What are the levers that allow us to optimize cost for an AI system:
Model Selection
Don’t default to the most powerful LLM for everything. Consider using the right model based on the task at hand. For example, you may decide to use cheaper models for one-time data processing and the most premium flagship model for user queries. . Also consider open source models where the volume and cost make sense.
Governance and FinOps
- Implement quotas and thresholds at department, project and user-group level.
- Implement API interceptor layers
- Monitor and control token usage
Architecture Optimization
Decouple components of your architecture to scale independently. This is important to ensure you can optimize the price-performance of each component as well as scale them up or down based on actual usage patterns, even shut down resources when not needed.
Team Investment
Invest in upskilling solution architects and enterprise architects. Create a “GEN AI architect champion team” for architectural review. Skilled architects can save millions in unnecessary AI costs.

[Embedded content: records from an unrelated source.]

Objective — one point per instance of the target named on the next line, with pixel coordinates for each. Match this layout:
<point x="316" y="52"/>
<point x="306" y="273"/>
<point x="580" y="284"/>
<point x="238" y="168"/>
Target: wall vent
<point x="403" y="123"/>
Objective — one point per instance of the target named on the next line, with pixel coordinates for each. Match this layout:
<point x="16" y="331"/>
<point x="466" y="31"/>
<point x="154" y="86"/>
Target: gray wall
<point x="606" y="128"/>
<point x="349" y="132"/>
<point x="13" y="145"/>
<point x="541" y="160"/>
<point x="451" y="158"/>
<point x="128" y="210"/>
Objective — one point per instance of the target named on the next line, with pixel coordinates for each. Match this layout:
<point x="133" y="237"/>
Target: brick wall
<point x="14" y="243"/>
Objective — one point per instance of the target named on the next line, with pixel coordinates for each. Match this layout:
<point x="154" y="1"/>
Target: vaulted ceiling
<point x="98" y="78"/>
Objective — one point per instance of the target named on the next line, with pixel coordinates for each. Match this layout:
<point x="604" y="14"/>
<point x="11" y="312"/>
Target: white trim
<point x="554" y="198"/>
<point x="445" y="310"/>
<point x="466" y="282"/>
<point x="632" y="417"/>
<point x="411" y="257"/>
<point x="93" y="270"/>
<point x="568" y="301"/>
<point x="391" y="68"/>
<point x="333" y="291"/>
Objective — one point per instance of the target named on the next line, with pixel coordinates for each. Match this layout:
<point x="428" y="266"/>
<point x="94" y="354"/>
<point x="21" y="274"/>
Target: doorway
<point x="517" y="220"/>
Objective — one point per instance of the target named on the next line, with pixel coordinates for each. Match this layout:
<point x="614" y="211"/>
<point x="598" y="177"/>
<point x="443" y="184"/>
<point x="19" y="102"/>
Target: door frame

To all CXOs of enterprise customers: Upskill your Solution Architects & Enterprise Architects. They will review and validate whether models are right for specific use cases. They will be your gateway to save a lot of costs – their ROI is high!
Anil Khichar, CTO, Elastiq
Conclusion
While AI offers powerful capabilities, not every problem requires an AI solution. It should be used only where it truly justifies the business case and adds real, measurable business value.
Building production-ready AI systems requires careful consideration of quality, scale, and cost. The key is starting with the right problem framing, implementing comprehensive testing frameworks, choosing appropriate infrastructure components, and managing price-performance trade-offs.